Penjelasan : Great Asian Highway adalah sebuah proyek kerjasama antara negara-negara di
Asia dan Eropa dan PBB Economic and Social Commission for Asia and the Pacific (ESCAP),
untuk memperbaiki sistem jalan raya di Asia sebagai salah satu dari tiga pilar proyek adalah
Asian Land Transport Infrastructure Development (ALTID), yang didukung oleh Komisi
Ekonomi dan Sosial untuk Asia dan Pasifik (Economic and Social Commission for Asia and the
Pacific (ESCAP)) dalam sidang ke 48 pada tahun 1992 yaitu pembangunan terdiri dari Trans
Asia Highway dan Trans Asia Railway sebagai proyek fasilitasi transportasi perjalanan darat
yang menyatukan Benua Asia kemudian bersambung sampai dengan Benua Eropa.

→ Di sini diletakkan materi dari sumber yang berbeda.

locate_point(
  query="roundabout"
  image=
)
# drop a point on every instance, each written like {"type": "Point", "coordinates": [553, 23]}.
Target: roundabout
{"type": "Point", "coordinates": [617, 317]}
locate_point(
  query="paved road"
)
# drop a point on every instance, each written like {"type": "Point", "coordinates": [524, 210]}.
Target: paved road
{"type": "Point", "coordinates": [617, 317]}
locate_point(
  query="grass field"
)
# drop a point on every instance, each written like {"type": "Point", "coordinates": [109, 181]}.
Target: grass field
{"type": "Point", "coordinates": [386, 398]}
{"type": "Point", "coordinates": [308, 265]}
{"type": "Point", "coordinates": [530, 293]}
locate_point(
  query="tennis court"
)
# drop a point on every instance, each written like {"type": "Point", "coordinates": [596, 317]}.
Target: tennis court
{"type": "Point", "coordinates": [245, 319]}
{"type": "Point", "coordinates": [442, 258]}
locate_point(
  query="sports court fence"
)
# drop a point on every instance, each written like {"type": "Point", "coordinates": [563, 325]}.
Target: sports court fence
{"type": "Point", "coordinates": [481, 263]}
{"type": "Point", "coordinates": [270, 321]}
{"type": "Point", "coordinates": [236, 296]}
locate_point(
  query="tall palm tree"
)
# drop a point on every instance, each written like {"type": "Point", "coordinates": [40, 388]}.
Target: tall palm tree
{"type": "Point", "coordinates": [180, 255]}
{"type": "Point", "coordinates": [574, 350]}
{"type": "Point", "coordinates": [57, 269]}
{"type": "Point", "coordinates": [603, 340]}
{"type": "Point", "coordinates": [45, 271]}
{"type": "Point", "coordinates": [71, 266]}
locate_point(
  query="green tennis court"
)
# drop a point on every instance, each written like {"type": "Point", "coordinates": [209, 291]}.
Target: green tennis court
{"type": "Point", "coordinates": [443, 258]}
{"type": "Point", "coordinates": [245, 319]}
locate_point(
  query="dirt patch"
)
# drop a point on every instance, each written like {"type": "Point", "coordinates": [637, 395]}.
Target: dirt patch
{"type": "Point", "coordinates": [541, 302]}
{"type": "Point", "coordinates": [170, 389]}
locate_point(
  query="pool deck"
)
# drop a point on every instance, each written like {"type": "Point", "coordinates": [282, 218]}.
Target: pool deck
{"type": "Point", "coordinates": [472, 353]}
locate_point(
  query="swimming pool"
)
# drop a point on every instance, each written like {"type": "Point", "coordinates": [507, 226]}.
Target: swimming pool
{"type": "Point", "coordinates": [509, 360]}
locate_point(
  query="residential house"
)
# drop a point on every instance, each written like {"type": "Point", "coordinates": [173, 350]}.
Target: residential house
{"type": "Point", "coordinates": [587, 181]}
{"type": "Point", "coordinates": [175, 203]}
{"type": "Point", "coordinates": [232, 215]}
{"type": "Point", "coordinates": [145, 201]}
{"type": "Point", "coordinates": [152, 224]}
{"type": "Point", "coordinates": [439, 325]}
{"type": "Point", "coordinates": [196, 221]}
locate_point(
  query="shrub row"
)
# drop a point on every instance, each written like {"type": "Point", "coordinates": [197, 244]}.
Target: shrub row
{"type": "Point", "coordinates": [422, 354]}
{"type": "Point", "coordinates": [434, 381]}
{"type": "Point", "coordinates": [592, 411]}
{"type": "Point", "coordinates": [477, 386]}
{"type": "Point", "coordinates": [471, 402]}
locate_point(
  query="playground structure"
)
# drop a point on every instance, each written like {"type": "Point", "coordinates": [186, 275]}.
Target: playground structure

Peraturan presiden Republik Indonesia NO.7 tahun 2010 tentang pengesahan persetujuan
antar negara tetang jaringan jalan asia

Menimbang :

a. bahwa di Shanghai, China, pada tanggal 26 April 2004 Pemerintah Republik Indonesia telah
menandatangani Intergovernmental
Agreement on the Asian Highway Network (Persetujuan antar Negara
tentang Jaringan Jalan Asia), sebagai hasil dari Sidang United Nations
Economic and Social Commission for Asian and the Pacific (UNESCAP);
b. bahwa berdasarkan pertimbangan sebagaimana dimaksud pada huruf a, perlu mengesahkan
Persetujuan tersebut dengan Peraturan Presiden;
Pasal 1
Mengesahkan Intergovernmental Agreement on the Asian Highway Network (Persetujuan
antar Negara tentang Jaringan Jalan Asia) yang telah ditandatangani oleh Pemerintah
Republik Indonesia di Shanghai, China, pada tanggal 26 April 2004 yang naskah aslinya dalam
Bahasa China, Bahasa Inggris, dan Bahasa Rusia dan terjemahannya dalam Bahasa Indonesia
sebagaimana terlampir dan merupakan bagian yang tidak terpisahkan dari Peraturan
Presiden ini.
Pasal 2
Apabila terjadi perbedaan penafsiran antara naskah terjemahan Persetujuan dalam Bahasa
Indonesia dengan naskah aslinya dalam Bahasa China, Bahasa Inggris, dan Bahasa Rusia
sebagaimana dimaksud dalam Pasal 1, yang berlaku adalah naskah aslinya dalam Bahasa
Inggris.
Pasal 3
Peraturan Presiden ini mulai berlaku pada tanggal ditetapkan. www.djpp.depkumham.go.id
legalitas.org Agar setiap orang mengetahuinya, memerintahkan pengundangan Peraturan
Presiden ini dengan penempatannya dalam Lembaran Negara Republik Indonesia.